A manifestação mais evidente do abuso do direito é a chamada conduta contraditória (venire contra factum proprium) em combinação com o princípio da tutela da confiança (exercício dum direito em contradição com uma conduta anterior em que a outra parte tenha confiado, vindo esta com base na confiança gerada, e de boa fé, a programar a sua vida e a tomar decisões). Como figuras próximas, encontra-se a renúncia (acto de disposição jurídico-negocial que pressupõe a vontade de abdicar do direito, de o extinguir) e a neutralização do direito.
No caso em apreciação, ao contrário do afirmado pela empregadora/recorrente, não detectamos que a conduta da trabalhadora tenha violado os princípios da boa fé.
É certo que não resulta dos autos que já anteriormente à resolução do contrato ela tenha “reclamado” junto da empregadora pelo não pagamento da retribuição devida e pelos não descontos devidos à segurança social.
Não obstante, não se poderá olvidar que é a persistência do comportamento da empregadora – e não actos isolados – que tornam impossível a subsistência da relação de trabalho.
Além disso, como se deixou anteriormente afirmado, a Ré nem sequer estava a proceder aos descontos para a segurança social tendo em conta a retribuição paga; daí que fosse expectável, e legítimo, que a trabalhadora pudesse fazer valer os seus direitos, designadamente o direito à resolução com justa causa do contrato de trabalho, sem que isso envolvesse qualquer violação dos princípios da boa fé; o empregador conhece, ou deve conhecer, não apenas os seus direitos perante o trabalhador, mas também os seus deveres: se não cumpre estes, pelo menos integralmente, sujeita-se a ter que assacar com as consequências de tal conduta.
Foi o que sucedeu no caso em presença, com a resolução do contrato pela trabalhadora.
Improcedem, por isso, também nesta parte as consequências das conclusões das alegações de recurso.
6Da (alegada) não inclusão como retribuição dos subsídio de refeição pagos
Finalmente, sustenta a recorrente que existe erro de cálculo, por não se considerar como retribuição o pagamento que efectuou à recorrida a título de “subsídio de almoço”.

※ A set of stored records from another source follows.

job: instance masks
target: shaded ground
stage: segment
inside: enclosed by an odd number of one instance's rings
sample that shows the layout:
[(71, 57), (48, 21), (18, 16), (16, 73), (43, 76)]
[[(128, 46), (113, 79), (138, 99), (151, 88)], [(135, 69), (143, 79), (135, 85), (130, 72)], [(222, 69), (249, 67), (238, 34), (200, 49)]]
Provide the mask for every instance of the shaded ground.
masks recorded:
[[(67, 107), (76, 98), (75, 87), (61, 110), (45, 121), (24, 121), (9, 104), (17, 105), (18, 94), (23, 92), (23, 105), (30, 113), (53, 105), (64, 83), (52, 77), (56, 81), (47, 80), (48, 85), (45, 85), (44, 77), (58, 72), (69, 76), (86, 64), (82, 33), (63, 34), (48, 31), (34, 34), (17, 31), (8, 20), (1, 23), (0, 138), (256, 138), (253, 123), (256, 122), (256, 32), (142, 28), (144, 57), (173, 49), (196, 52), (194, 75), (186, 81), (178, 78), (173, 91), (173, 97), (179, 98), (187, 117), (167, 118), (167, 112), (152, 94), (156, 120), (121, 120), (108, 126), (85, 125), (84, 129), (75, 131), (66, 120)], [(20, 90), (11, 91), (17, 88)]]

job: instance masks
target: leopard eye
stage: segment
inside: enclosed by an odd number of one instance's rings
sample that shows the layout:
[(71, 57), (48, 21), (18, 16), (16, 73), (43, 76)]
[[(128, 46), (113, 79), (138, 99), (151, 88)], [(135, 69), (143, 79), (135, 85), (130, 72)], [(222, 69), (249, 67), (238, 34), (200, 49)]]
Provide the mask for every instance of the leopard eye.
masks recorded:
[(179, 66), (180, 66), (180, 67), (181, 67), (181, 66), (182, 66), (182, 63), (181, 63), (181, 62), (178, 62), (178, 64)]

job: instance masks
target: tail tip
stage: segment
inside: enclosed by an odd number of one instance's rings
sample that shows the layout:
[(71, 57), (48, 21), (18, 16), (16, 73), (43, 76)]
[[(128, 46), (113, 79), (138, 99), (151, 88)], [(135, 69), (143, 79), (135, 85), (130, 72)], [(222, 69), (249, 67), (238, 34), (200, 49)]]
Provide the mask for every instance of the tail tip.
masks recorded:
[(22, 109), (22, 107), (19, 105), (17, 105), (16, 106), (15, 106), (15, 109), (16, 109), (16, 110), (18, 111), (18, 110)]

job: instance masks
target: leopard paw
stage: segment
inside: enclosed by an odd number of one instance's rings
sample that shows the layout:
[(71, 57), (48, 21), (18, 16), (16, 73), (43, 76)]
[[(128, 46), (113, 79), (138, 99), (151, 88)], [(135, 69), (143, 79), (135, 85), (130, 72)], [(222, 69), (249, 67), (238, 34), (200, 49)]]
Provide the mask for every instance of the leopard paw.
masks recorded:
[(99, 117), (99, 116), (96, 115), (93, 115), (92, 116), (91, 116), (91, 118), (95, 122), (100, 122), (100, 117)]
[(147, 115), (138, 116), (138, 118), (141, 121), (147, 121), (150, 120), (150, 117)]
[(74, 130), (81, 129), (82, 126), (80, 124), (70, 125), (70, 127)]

Como é sabido, os recursos destinam-se, ressalvadas as questões de conhecimento oficioso, a apreciar as questões que tenham sido submetidas à apreciação do tribunal a quo e não a criar decisões sobre questões novas, entendendo-se estas como aquelas que, colocadas ao tribunal de recurso, não tenham merecido pronúncia por parte do tribunal a quo, sendo indiferente que essa omissão provenha de insuficiência alegatória da parte, nos seus articulados, ou do mero silêncio do tribunal a quo, desde que, nesta última situação, não tenha sido tempestivamente arguido o vício de omissão de pronúncia [vide, ente outros, acórdãos do Supremo Tribunal de Justiça de 08-03-2006 (Proc. n.º 3919/05) e de 22-04-2009 (Proc. n.º 2595/08), ambos da 4.ª Secção e disponíveis em www.dgsi.pt].
No caso em apreço, seja nos articulados, maxime na contestação, seja na sentença, jamais foi colocada a “questão” do pagamento de “subsídio de almoço” e a sua inclusão, ou não, na retribuição do trabalhador.
Por isso, ao vir agora a recorrente, apenas em sede recursória, a sustentar que o “subsídio de almoço” que pagou à recorrida devia integrar a retribuição, está a colocar uma questão nova, estando a este tribunal vedado pronunciar-se sobre a mesma.
Não se conhece, por isso, desta questão.
Aqui chegados, na sequência das várias questões analisadas é, então, o momento de concluir que deve ser negado provimento ao recurso, mantendo-se a decisão recorrida.
Vencida no recurso, a recorrente deverá suportar o pagamento das custas respectivas (artigo 527.º, n.ºs 1 e 2, do Código de Processo Civil).